Segundo o Instituto Nacional do Câncer (INCA), a estimativa para o biênio 2018-2019 é de que ocorram 600 mil novos casos de câncer no Brasil para cada ano. Os cânceres de mama e de próstata ainda são os mais frequentes no país.

A busca por tratamentos novos e mais eficazes para combater a doença tem sido o objetivo de vários grupos de pesquisa espalhados pelo mundo. No Brasil, destaca-se o grupo do Departamento de Patologia do Instituto de Ciências Biológicas da UFMG, que realiza um mapeamento detalhado do microambiente tecidual dos tumores financiado pelo Instituto Serrapilheira.
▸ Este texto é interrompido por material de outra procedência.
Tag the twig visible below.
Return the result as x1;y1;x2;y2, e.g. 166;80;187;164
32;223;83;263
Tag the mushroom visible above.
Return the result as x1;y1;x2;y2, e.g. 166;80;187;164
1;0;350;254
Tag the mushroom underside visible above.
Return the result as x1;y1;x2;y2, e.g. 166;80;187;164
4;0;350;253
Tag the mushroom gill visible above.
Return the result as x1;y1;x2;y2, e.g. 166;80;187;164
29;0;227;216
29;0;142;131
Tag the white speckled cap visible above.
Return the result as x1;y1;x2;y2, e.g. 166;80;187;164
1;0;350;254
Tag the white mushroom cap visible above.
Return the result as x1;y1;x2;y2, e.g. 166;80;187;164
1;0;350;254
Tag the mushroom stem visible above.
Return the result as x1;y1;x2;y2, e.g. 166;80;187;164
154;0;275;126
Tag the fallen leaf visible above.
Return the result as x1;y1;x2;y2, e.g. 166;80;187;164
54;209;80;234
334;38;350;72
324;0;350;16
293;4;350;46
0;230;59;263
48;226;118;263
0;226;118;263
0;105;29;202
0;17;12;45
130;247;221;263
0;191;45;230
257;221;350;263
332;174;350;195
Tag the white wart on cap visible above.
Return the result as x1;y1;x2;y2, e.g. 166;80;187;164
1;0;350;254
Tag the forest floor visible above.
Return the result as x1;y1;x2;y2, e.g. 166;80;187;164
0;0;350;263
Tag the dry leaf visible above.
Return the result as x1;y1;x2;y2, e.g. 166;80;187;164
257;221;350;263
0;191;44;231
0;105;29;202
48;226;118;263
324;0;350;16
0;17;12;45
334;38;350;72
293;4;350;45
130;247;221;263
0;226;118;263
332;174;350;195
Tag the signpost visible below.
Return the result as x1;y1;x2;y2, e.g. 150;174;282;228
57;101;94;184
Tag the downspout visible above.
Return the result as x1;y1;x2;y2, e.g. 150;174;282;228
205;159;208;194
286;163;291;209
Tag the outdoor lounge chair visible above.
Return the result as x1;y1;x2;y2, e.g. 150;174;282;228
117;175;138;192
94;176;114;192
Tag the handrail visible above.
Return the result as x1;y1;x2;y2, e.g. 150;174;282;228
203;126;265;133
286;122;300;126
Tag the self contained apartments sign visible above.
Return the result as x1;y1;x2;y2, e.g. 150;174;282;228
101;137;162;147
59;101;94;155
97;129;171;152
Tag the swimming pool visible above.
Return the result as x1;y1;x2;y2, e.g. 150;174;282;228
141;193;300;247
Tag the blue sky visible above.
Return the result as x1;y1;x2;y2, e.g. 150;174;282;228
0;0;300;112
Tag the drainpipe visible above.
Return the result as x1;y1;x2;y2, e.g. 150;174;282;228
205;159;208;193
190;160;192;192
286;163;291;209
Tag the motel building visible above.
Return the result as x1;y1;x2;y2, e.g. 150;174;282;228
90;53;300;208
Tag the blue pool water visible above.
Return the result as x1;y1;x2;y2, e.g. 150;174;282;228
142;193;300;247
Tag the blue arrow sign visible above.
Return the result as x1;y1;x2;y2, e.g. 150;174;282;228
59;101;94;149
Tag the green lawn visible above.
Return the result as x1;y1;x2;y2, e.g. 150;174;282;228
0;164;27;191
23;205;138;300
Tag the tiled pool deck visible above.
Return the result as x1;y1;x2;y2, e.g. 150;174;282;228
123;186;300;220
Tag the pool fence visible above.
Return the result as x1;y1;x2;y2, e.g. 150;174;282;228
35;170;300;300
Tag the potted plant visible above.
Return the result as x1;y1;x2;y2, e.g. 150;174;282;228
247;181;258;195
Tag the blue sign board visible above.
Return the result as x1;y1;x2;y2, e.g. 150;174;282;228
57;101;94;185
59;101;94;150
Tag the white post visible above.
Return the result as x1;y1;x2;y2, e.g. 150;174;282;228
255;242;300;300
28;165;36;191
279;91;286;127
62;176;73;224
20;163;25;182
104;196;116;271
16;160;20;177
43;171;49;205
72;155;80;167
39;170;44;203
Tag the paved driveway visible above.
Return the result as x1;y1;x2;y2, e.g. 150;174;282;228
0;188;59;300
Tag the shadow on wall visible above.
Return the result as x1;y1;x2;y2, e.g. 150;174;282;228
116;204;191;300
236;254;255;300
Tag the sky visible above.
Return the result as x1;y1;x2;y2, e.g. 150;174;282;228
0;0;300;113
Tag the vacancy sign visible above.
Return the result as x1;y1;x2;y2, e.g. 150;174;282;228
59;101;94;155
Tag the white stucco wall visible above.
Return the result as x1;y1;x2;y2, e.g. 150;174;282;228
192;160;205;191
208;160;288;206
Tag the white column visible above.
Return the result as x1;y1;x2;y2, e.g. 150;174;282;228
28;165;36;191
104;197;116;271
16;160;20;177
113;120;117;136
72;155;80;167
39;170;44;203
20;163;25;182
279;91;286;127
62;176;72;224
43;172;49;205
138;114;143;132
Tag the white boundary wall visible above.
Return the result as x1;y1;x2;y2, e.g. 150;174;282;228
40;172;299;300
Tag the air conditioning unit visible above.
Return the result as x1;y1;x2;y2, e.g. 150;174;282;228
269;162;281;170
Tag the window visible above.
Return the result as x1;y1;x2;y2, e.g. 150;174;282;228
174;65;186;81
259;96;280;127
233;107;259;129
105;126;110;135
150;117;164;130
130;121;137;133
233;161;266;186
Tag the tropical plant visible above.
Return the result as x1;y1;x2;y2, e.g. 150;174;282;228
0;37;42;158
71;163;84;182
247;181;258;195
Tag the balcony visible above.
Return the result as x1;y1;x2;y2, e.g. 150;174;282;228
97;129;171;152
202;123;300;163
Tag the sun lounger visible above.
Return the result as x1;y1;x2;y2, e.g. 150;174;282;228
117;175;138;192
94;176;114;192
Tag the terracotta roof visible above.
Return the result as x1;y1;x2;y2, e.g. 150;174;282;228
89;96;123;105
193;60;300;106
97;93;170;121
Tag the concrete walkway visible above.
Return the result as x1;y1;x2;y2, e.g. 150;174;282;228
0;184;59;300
O estudo é coordenado pelo biomédico Alexander Birbrair e sinaliza que as inervações do tecido exercem papel fundamental no início, progressão e formação de metástases no câncer. A presença de linfócitos, células dendríticas, vasos sanguíneos e as próprias inervações no microambiente tumoral oferece novos alvos para o tratamento da doença.

As principais formas de tratamento atuais são quimioterapia e radioterapia, que matam as células cancerígenas. Porém a estratégia afeta também outras partes do corpo, acarreta diversos efeitos colaterais e causa até mesmo a morte de pacientes, explica o professor.


Com o objetivo de entender a função de cada componente do tecido tumoral, o grupo busca identificar os mecanismos de regulação de crescimento do tumor pelo sistema nervoso periférico e criar métodos para inibir o desenvolvimento do câncer.

Os pesquisadores, que conduzem o estudo na fase pré-clínica (modelos animais e cultura de células humanas), esperam que no futuro novas drogas de bloqueio do crescimento tumoral possam ser desenhadas a fim de criar outras formas de tratamento menos invasivas para o câncer.